La Réunion – Le microcrédit a le vent en poupe

L’Adie est le principal acteur du microcrédit professionnel à La Réunion.

Le microcrédit rencontre un franc succès à La Réunion. L’an dernier, mille sept cents microcrédits ont été accordés pour onze millions d’euros d’encours.

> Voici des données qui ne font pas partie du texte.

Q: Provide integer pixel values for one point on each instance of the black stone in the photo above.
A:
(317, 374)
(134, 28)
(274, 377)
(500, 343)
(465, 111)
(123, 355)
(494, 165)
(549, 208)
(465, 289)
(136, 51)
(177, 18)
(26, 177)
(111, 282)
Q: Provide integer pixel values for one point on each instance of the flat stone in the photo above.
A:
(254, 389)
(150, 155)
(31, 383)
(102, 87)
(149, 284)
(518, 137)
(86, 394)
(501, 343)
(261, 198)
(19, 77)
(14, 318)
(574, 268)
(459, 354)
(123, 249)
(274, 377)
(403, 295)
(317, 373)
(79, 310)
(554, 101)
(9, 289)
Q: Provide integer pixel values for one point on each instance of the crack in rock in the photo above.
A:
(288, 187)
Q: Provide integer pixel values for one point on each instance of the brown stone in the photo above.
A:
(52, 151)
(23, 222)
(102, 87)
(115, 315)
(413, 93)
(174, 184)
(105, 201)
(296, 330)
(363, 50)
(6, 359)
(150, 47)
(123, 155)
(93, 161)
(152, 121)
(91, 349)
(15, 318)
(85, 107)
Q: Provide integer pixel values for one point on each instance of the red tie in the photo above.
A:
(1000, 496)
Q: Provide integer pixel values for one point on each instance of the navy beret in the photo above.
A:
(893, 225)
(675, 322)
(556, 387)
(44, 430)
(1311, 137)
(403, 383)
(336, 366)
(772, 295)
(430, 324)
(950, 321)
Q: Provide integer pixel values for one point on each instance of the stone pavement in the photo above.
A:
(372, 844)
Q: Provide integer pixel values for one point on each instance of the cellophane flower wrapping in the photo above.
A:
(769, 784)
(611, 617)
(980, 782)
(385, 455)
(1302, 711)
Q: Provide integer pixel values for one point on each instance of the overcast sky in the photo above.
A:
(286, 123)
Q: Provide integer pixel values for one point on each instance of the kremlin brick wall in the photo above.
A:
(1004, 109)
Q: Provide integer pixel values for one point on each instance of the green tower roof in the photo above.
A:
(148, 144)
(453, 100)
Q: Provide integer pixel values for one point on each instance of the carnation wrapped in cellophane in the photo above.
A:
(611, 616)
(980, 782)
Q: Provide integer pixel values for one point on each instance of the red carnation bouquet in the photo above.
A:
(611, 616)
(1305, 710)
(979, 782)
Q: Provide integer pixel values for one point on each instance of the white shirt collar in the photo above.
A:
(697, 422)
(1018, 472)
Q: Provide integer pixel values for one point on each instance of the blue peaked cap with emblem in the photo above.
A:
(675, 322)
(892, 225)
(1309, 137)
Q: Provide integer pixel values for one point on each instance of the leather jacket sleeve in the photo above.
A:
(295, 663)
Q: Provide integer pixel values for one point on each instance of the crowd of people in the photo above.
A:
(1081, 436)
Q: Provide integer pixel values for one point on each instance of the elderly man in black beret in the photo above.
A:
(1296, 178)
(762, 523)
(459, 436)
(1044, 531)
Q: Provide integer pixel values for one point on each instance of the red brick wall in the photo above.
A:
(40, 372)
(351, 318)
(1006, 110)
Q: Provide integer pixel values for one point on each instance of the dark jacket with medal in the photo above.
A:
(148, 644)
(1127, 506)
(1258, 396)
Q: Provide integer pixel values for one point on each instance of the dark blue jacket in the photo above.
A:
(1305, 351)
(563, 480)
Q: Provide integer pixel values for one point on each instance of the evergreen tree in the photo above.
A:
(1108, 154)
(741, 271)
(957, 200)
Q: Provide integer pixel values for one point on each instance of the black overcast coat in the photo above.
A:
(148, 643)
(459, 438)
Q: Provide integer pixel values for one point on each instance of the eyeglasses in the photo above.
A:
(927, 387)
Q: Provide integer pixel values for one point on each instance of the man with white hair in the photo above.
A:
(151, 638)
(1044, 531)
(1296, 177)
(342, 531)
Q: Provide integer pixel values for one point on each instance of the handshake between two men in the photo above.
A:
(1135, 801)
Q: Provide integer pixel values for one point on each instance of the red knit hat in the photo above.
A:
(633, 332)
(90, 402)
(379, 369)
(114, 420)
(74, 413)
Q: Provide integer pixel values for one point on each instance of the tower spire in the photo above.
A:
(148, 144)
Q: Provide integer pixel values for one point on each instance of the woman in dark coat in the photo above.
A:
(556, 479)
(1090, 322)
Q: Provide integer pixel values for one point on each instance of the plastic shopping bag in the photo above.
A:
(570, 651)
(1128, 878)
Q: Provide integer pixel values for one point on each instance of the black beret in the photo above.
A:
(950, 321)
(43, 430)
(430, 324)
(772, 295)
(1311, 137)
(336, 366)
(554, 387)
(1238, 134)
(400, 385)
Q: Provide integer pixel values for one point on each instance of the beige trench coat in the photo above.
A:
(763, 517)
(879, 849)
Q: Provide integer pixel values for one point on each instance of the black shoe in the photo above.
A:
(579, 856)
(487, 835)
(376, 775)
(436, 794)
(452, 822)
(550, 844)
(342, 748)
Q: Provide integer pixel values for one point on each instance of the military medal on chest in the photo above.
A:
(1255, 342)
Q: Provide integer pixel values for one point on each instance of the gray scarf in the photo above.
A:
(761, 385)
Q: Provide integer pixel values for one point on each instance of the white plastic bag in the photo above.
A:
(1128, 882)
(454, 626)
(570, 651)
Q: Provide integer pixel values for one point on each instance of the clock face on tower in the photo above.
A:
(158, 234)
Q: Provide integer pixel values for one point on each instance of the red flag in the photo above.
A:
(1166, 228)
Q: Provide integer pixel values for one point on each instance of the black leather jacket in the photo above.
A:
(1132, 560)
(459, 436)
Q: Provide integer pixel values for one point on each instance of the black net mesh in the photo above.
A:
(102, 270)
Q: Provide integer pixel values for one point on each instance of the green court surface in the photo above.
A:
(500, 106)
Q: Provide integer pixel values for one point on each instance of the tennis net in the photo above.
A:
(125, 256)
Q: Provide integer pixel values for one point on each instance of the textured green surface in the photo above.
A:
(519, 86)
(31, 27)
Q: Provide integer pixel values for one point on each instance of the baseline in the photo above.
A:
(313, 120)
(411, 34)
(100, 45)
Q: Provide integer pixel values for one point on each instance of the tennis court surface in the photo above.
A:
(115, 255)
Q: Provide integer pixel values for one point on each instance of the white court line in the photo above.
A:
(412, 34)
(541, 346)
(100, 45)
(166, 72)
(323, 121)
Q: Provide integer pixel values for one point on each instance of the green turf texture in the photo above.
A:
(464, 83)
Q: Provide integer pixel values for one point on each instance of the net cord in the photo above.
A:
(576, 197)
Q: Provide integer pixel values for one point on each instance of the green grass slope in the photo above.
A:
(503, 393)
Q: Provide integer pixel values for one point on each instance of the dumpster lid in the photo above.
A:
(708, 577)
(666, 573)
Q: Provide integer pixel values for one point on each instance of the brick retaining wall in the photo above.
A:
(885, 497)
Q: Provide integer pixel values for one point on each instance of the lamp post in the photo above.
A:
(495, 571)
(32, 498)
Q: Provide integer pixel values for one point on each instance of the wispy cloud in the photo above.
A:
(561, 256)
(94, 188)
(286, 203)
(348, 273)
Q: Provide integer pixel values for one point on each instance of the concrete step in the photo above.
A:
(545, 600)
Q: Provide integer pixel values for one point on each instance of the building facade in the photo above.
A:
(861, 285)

Filiale de la Banque de France, l’Institut d’émission des départements d’Outre-mer (Iedom) entend s’impliquer fortement dans le développement du microcrédit à La Réunion. Favo­risant l’inclusion financière, le microcrédit offre en effet la possibilité à des publics fragiles d’obtenir un prêt alors qu’ils n’auraient pas accès au crédit bancaire classique, sous forme de prêt à titre onéreux ou de prêt
d’honneur.
Peu connu, il y a encore quelques années, le microcrédit séduit désormais de plus en plus à La Réunion. De 4 millions d’euros d’encours en 2010, on est passé à 11 millions d’euros l’an dernier. Quelque mille sept cent prêts ont été accordés (contre à peine deux cent en deux mille) par les acteurs locaux du secteur que sont l’Adie, Initiative Réunion, France active, Creasol et Entrepreneurs de la Cité.

Engouement
En grande majorité, il bénéficie à des personnes exclues du marché du travail. Objectif : atteindre les 2 milliards d’euros d’encours sur la France entière d’ici 2020 (contre 1,5 milliard d’euros en 2007).
«Contrairement au droit au compte, le droit au prêt n’existe pas : le microcrédit remplit ce rôle. En 2015, 15 % des ménages réunionnais se sont auto-censurer dans la demande de prêt et 3,5 % ont fait face à un refus de prêt. À côté du microcrédit professionnel, il existe un microcrédit personnel qui permet aux bénéficiaires d’acheter une voiture ou de passer leur permis», explique Gilles Lesellier, directeur de l’Iedom Réunion depuis le 1er novembre 2018.
«À La Réunion, le microcrédit bénéficie aux demandeurs d’emploi et aux inactifs surtout : ils créent des entreprises dans les services, le transport ou dans la restauration. Le microcrédit personnel connaît aussi un vrai engouement : il croît de 25 % par an. L’an
dernier, sept cent cinquante ont été accordés», précise David Perrain, chargé d’études économiques.
Preuve que la formule fonctionne : le taux d’impayé est très faible (4,4 % selon l’Adie) et le taux de pérennité à 2 ans atteint 84 %. Depuis juillet 2018, le plafond de prêt a été relevé à 12 000 euros.